Poderíamos pensar a obra de Gonçalo M. Tavares como uma espécie de estrutura desmontável que convida o leitor, em cada lance de leitura, a armar novas disposições do olhar, imaginando múltiplas possibilidades de sentido para seus textos, como um puzzle imaginário que outra vez montado oferece àquele que o mira um novo desenho. Diante desse quebra-cabeça, o leitor poderá facilmente concluir que sua literatura se constrói a partir de uma arquitetura do movimento. Essa obra pensada como projeto para uma poética do movimento aparece com força na publicação “Breves Notas”, lançada em 2010 pela Editora da UFSC e pela Editora da Casa. Trata-se de uma bela caixa composta por três livros: “Breves Notas Sobre Ciência”, “Breves Notas Sobre o Medo”, e “Breves Notas Sobre as Ligações”.


A ideia do escritor angolano-português Gonçalo M. Tavares nessas “Breves Notas”, segundo Júlia Studart, é tomar a literatura como um “corpo que dança livre”, ou seja, como um “corpo-bailarino, aquilo que sai do comum para provocar desequilíbrio”. Trata-se, como o título sugere, de breves notas que vão se acumulando pelos livros e cujo conjunto vai desenhando, na sua vocação para a poesia e para o ensaio, uma espécie de enciclopédia poética e filosófica. Aliás, a ideia de enciclopédia parece percorrer a obra do autor, cujo procedimento, quase sempre, é o de agrupar suas publicações em séries oriundas dos diálogos entre seus livros. É o caso não só da coleção “Breves Notas”, mas também de outras séries como a de “O Bairro”, esta composta por aproximadamente dez obras, cada uma interessada em dialogar com um autor específico, como Eliot, Brecht, Calvino, entre outros. 

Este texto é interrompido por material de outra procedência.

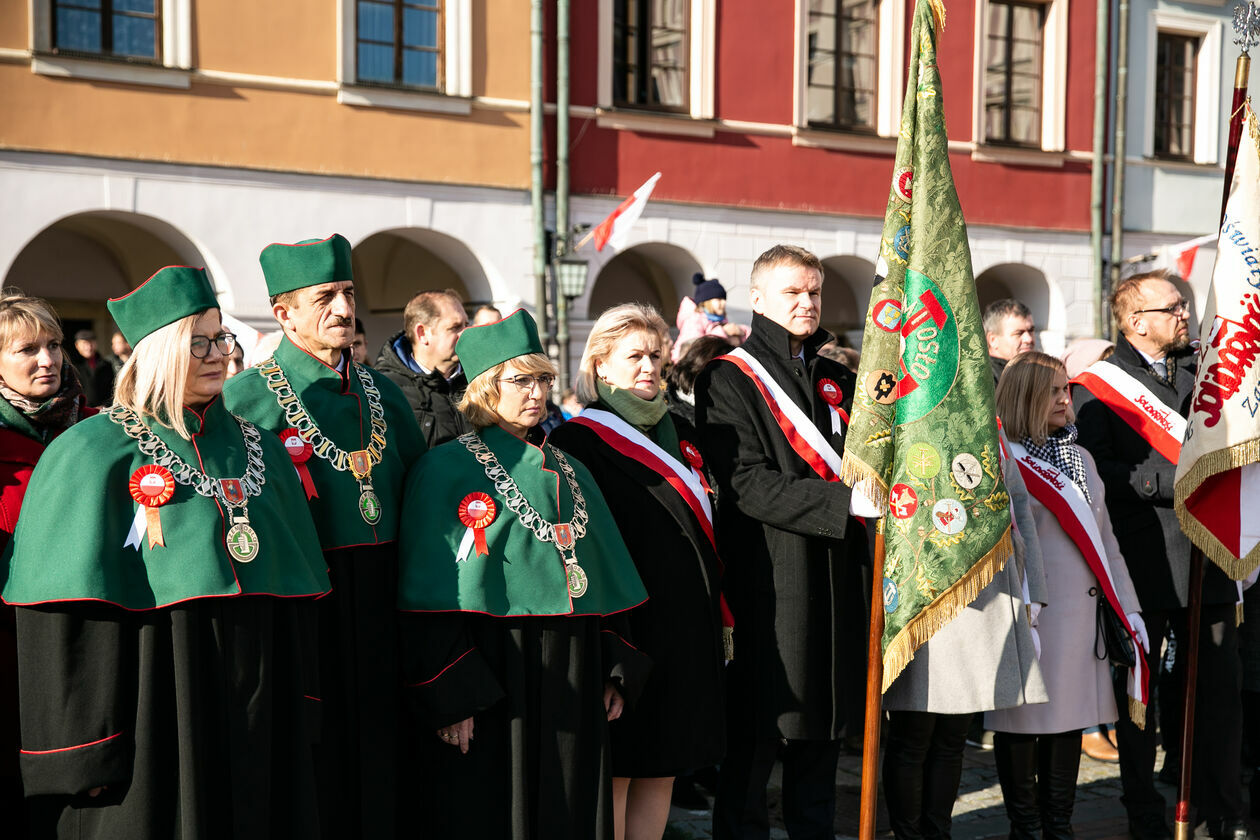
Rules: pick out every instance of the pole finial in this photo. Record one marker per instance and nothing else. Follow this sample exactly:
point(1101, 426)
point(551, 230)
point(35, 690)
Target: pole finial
point(1246, 25)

A coleção das “Breves Notas” faz lembrar do “Livro do desassossego”, de Fernando Pessoa, publicado com o seu semi-heterônimo Bernardo Soares. Ambas as obras parecem ter brotado do devaneio e de um filosofar inquieto capaz de traduzir a experiência da vida moderna em um trabalho intelectual que se apropria do ensaio como forma literária e da montagem como procedimento. 
Gonçalo M. Tavares abre suas “Breves Notas sobre a Ciência” com o seguinte fragmento: “Claro que o Perigo é a origem dos métodos científicos mais eficazes. Se o Homem fosse imortal ainda não teria inventado a roda (poderias dizer)”. Em outro momento ele escreve: “Debruçai-vos sobre o futuro: no limite só os pés permanecem sobre o solo, a cabeça foge para a frente. Investigar sem desequilíbrio é avançar em cima de lama: alguém se afunda”. O elogio do perigo e do desequilíbrio revela uma assimilação da liberdade que pode ser encontrada, por exemplo, na filosofia de Nietzsche, traduzida pelo desejo de um espírito livre que dança na corda bamba à beira do abismo.


Para Gonçalo M. Tavares, escrever parece ser uma atividade que exige uma coragem do pensamento em burlar paradigmas, pensando, tal qual Walter Benjamin, no método como desvio: “Método como aquilo que se faz depois de se ter tropeçado; ou: o movimento não planeado, espontâneo; para não cair depois de um desequilíbrio. (...) O escritor está a fazer o que ainda não foi feito. O leitor pode pousar o livro, a frase não foge; o escritor odeia o acto de pousar, porque pousar é não fazer, e não fazer o que ainda não foi feito é um erro. Não fazer é o maior pecado”. É talvez por isso que em outra nota ele observa que nada é tão perigoso como “teres cumprido todos os teus afazeres do dia e ainda ser manhã, teres cumprido todos os teus deveres na vida e ainda não estares morto”. Nesse sentido, o olhar do autor, voltado para uma poética do movimento, não para no ponto de chegada, pelo contrário, se delicia com o passeio, com o caminho, como todo bom ensaísta faz. No fragmento em que anota sobre seu aniversário de trinta e cinco anos, o autor conclui que depois da infância, ao invés de esgotar seus desejos caçando todos os gêneros de felicidade – o que inevitavelmente deixará uma grande sensação de vazio -, prefere permanecer perdido na floresta. É uma forma de não esgotar seu desejo, afinal de contas, é sempre o desejo que nos move para a vida. A permanente existência dele prova que continuamos vivos.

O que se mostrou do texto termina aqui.